Adding nodes will assign new token ranges to the new node and automatically stream data to your new node. But existing data is not deleted for the source nodes for you (keeps you safe), so after adding nodes nodetool cleanup is your friend.

Cassandra chooses to be A(vailable) and P(artition tolerant) from CAP theorem. (see https://en.wikipedia.org/wiki/CAP_theorem). So you can't have consistency at any time - but QUORUM will often be more than enough.

Keep your nodes monitored and don't be too afraid of node failure - it simply happens all the time disks die or network is lost but design your applications for it.

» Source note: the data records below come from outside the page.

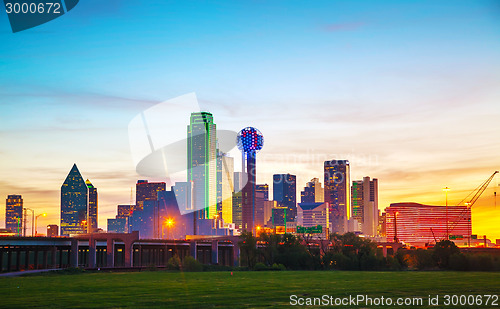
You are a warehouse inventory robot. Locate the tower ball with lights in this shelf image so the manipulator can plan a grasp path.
[236,127,264,233]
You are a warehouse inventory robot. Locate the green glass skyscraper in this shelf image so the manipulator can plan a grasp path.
[187,112,217,221]
[61,164,89,236]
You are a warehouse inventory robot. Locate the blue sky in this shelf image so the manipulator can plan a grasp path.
[0,1,500,238]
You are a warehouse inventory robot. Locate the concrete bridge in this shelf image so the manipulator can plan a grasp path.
[0,232,239,272]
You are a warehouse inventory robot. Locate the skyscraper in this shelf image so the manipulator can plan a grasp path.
[5,195,23,236]
[61,164,89,236]
[255,183,269,201]
[135,180,166,210]
[217,152,234,224]
[85,179,97,233]
[237,127,264,231]
[324,160,351,234]
[273,174,297,222]
[187,112,217,219]
[300,178,325,203]
[233,191,243,228]
[255,184,269,227]
[351,177,379,236]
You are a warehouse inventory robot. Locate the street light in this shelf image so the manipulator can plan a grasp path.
[24,208,35,237]
[465,202,472,248]
[162,218,175,239]
[35,213,47,236]
[443,187,450,240]
[394,211,399,243]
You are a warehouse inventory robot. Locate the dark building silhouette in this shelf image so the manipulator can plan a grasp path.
[47,224,59,237]
[273,174,297,222]
[135,180,166,210]
[324,160,351,234]
[107,218,127,233]
[5,195,23,235]
[61,164,88,236]
[85,179,98,232]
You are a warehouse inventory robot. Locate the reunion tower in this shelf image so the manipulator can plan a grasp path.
[236,127,264,231]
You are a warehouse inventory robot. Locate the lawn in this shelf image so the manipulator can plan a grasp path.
[0,271,500,308]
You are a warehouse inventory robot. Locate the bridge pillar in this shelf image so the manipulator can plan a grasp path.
[189,240,198,260]
[42,248,48,269]
[232,240,240,267]
[70,239,78,267]
[7,248,12,271]
[50,246,57,268]
[88,236,97,268]
[124,240,134,267]
[106,238,115,267]
[212,240,219,265]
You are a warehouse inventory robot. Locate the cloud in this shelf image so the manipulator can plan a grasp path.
[323,22,366,32]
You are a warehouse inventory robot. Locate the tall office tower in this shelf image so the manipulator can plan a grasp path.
[61,164,89,236]
[187,112,217,219]
[300,178,325,203]
[237,127,264,232]
[234,172,247,192]
[233,191,243,228]
[324,160,351,234]
[351,177,379,236]
[158,190,194,239]
[217,152,234,223]
[255,184,269,227]
[264,200,278,227]
[107,216,128,233]
[134,180,167,211]
[385,203,472,246]
[172,181,196,231]
[116,205,134,219]
[172,181,195,214]
[255,183,269,201]
[85,179,97,233]
[128,200,158,239]
[5,195,23,236]
[273,174,297,222]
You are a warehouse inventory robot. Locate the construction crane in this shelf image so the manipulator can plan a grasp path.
[450,171,498,247]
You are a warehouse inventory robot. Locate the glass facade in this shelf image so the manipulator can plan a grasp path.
[85,179,97,232]
[61,164,88,236]
[273,174,297,222]
[324,160,351,234]
[385,203,471,245]
[5,195,23,235]
[187,112,217,219]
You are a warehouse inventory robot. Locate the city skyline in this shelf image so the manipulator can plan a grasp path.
[0,1,500,239]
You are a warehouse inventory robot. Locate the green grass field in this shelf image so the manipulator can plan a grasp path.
[0,271,500,308]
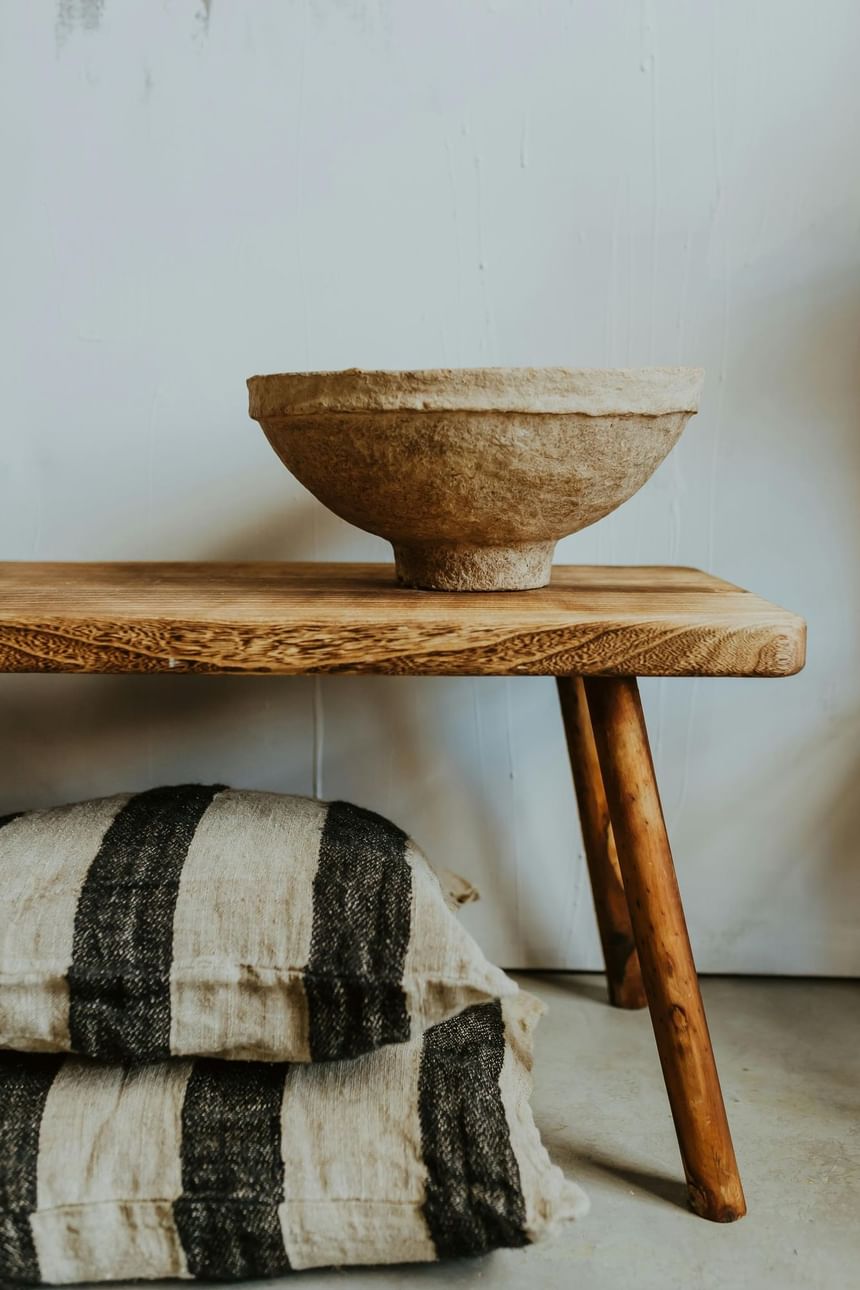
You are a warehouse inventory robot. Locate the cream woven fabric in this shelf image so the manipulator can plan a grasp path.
[0,784,517,1062]
[0,995,588,1282]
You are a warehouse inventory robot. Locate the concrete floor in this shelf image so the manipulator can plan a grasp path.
[282,974,860,1290]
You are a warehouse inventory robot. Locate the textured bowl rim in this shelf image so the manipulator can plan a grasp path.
[248,368,704,421]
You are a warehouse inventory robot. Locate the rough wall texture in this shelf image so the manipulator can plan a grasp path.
[0,0,860,973]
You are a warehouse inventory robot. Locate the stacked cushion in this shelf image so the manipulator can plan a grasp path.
[0,784,588,1284]
[0,784,517,1062]
[0,995,587,1282]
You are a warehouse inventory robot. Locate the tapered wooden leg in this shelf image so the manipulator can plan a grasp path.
[557,676,646,1007]
[585,677,747,1223]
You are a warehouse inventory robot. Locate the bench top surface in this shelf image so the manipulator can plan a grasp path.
[0,561,806,676]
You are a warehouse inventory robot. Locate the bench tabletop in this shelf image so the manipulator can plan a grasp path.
[0,561,806,676]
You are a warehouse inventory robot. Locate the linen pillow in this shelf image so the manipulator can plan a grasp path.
[0,995,588,1284]
[0,784,517,1062]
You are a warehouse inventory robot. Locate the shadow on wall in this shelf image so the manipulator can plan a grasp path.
[0,498,332,811]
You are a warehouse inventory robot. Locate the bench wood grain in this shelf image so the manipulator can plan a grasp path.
[0,562,806,676]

Update: It's up to the user to choose what can happen to your cluster before you are loosing data or queries. If needed you can go with higher replication factors (RF=7 and CL.QUROUM tolerates loss of 3) and/or even with multiple datacenters on different locations in case one loses an entire datacenter (which happens in real life, think of network loss).


For the comment below regarding https://www.ecyrd.com/cassandracalculator/:

Cluster size 3 Replication Factor 2 Write Level 2
Read Level 1

Your reads are consistent: Sure, you request writes need to be ack'd by all replicas.

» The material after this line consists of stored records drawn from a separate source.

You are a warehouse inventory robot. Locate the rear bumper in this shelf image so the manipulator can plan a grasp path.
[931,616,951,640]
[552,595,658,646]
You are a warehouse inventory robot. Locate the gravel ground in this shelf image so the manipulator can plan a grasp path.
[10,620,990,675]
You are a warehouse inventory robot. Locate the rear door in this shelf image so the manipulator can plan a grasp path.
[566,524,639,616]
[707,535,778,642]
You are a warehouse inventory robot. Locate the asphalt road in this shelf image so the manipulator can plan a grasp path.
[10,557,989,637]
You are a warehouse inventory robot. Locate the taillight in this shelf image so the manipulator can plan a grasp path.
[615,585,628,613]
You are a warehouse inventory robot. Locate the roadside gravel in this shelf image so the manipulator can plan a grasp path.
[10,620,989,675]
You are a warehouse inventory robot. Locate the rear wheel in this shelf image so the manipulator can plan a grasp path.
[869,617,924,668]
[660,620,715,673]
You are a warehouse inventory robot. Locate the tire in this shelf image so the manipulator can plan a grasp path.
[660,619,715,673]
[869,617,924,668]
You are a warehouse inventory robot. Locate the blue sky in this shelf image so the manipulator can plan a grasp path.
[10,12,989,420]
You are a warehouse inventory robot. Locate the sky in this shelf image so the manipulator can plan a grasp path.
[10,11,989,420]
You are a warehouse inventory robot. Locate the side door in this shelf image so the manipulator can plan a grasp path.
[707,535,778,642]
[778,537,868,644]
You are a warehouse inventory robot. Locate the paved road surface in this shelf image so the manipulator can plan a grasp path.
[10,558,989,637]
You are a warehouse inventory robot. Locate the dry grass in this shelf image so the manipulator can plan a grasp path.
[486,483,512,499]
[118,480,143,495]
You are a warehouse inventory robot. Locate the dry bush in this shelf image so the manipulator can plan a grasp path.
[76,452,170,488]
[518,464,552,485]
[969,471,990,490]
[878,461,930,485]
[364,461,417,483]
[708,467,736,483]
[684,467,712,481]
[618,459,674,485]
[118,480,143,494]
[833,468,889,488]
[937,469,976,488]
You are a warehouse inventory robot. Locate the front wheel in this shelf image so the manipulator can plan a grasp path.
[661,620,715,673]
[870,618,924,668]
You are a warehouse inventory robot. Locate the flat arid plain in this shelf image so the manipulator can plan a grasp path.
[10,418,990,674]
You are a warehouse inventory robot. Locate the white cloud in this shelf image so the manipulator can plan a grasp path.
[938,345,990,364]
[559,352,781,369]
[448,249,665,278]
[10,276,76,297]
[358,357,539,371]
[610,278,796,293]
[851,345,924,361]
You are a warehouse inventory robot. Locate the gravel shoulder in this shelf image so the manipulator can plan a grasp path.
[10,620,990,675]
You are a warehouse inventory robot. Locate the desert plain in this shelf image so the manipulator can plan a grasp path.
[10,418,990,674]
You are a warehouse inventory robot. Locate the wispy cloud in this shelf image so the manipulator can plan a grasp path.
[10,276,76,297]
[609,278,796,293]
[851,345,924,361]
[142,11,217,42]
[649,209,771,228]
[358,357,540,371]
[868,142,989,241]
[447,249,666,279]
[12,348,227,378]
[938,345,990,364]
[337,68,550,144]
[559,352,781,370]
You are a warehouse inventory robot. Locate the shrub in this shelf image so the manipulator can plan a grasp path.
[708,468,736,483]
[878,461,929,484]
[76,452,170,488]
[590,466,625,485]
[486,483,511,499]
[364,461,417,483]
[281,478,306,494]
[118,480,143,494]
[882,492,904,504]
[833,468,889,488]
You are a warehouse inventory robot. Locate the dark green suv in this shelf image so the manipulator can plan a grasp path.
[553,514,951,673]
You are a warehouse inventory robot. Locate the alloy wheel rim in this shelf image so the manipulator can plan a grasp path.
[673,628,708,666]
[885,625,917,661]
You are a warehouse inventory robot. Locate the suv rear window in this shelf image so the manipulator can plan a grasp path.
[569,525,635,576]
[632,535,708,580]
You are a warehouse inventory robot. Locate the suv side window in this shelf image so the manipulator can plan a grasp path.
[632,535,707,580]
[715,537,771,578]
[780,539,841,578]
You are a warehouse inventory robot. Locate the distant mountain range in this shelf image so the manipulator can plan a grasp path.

You can survive the loss of no nodes without impacting the application: See above, RF=2 und WC=2 request that at any time all nodes need to respond to writes. So for writes your application WILL be impacted, for reads one node can be down.

You can survive the loss of 1 node without data loss: as data is written to 2 replicas and you only read from one if one node is down you can still read from the other one.

You are really reading from 1 node every time: RC=1 requests your read to be served by one replica - so the frist one that ack's the read will do, if one node is down that won't matter as the other one can ack your read.

You are really writing to 2 nodes every time: WC=2 requests that every write will be ack'd by two replicas - which is also the number of replicas in your example. So all nodes need to be online when writing data.

Each node holds 67% of your data: Just some math ;)

With those settings you can't survive a node loss without impact while writing to your cluster. But your data is written to disk on two replicas - so if you lose one you still have your data on the other one and recover from a dead node.